Tawan berjalan menuju dapurnya dengan Thanat yang masih setia mengikuti lelaki yang lebih muda itu.

“Kemarin malem kebetulan ada tumbler yang elsa itu, baru keluar. Lo pasti belum punya juga kan.” Jawab Thanat dengan santai.

Thanat melihat sekeliling dan menemukan dua orang karyawannya sedang asik menonton kartun sambil memakan makanan ringan.

“Seru amat.” Celetuk Thanat mengagetkan kedua sejoli tersebut.

“Thanat. Dateng juga lo.” Sapa Evan.

Thanat hanya terkekeh dan duduk disebelah Evan, tangannya mengambil makanan ringan yang berada dipangkuan Evan dan memakannya.

“Mas Thanat ini mau langsung ke bandara aja atau mas mau disini dulu?” Tanya Tawan.

“Micha, mas Thanat beli tumbler starbucks yang baru tuh ada dibelakang kalau mau pake, pake aja ya. Dia beli dua.” Lanjut Tawan.

Michael mengangguk dan mengucapkan terima kasih pada atasannya itu, Thanat memang kerap kali membelikan barang kembar untuk Tawan dan Michael.

Saat Michael bertanya alasan Thanat membelikannya barang, Thanat hanya menjawab kalau dia selalu ingat dengan Michael ketika sedang membelikan Tawan barang dan akhirnya dia membeli dua barang yang sama, yang membedakan terkadang hanya warna atau motifnya.

Banyak sekali baju ataupun sepatu Tawan yang kembaran dengan Michael, begitu pula tumblr, cangkir, bahkan sendok dan garpu.

“Yaudah langsung aja yuk?” Ajak Thanat. Lelaki yang lebih tua itu mengambil koper Tawan dan membawanya keluar.

Tawan sendiri membiarkan Thanat berbuat sesuka hatinya, sementara dia berpamitan dengan Michael dan Evan.

“Micha inget makannya jangan telat, terus jangan kebanyakan beli minuman soda. Susunya diminum kalau mau tidur oke? Evan juga jangan lupa stock banyak susu buat Michael.” Pesan Tawan pada kedua orang tersebut.

Michael bangkit dan memeluk Tawan dengan erat, “Have a safe flight and take care!!! Hope u find ur happiness in Singapore.” Ucap Michael mengeratkan pelukannya pada Tawan.

Evan yang tidak mau ketinggalan ikut memeluk Tawan dalam pelukannya. Mereka bertiga berpelukan dengan erat, seakan tidak ada hari esok.

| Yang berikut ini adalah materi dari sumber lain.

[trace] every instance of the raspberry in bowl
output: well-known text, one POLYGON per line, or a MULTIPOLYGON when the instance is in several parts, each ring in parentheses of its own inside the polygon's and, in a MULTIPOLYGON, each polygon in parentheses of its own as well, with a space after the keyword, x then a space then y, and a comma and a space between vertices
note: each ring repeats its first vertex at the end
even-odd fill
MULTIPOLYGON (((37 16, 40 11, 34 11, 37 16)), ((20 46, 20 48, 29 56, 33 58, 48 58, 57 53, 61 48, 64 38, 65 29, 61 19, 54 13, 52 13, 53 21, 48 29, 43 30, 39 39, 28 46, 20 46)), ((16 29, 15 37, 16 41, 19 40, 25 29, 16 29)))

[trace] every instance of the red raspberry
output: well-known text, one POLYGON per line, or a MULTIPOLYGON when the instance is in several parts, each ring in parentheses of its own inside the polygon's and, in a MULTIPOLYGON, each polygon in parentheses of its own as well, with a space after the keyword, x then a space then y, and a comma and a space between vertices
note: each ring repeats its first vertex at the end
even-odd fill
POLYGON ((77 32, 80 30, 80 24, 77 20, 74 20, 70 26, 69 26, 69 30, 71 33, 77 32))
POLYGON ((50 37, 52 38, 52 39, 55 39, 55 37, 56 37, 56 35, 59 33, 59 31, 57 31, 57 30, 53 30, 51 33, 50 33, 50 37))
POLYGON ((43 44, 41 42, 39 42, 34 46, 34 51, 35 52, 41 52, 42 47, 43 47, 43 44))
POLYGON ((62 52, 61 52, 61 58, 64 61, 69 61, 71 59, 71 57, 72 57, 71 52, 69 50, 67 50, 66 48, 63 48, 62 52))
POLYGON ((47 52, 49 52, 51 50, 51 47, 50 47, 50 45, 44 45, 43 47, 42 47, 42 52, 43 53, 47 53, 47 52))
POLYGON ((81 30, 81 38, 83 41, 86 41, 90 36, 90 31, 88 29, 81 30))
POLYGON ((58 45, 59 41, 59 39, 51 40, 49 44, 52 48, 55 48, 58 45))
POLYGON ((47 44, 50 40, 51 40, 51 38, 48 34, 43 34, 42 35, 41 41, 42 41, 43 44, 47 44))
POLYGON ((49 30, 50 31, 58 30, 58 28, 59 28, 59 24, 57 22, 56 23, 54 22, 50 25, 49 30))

“Nanti gua beliin oleh-oleh oke? Sampai ketemu seminggu lagi Michael, Evan.” Pamit Tawan.

Tawan sekali lagi memeluk mereka berdua dan berjalan keluar menyusul Thanat yang sudah berada di depan. Lelaki itu melambaikan tangannya dan menutup pintu dengan semangat.

Thanat menyambutnya dengan senyuman kecil, seakan ikut merasakan kebahagiaan Tawan yang akan meninggalkan Atlanta untuk seminggu ini.

“Seneng banget?” Ledek Thanat.

“Seneng lah mas, gua akhirnya bisa keluar dari US walaupun cuma seminggu.” Kekeh Tawan.

Thanat terkekeh dan mengusak rambut Tawan dengan gemas, lelaki itu memberikan jemarinya pada Tawan.

“Mau pegangan tangan gak?” Tanya Thanat.

Wajah Tawan memerah karena malu dan kaget. Thanat selalu melakukan hal manis secara tiba-tiba.

“Apaan sih mas, cringe.” Protes Tawan, namun lelaki itu tetap menyambut uluran tangan Thanat.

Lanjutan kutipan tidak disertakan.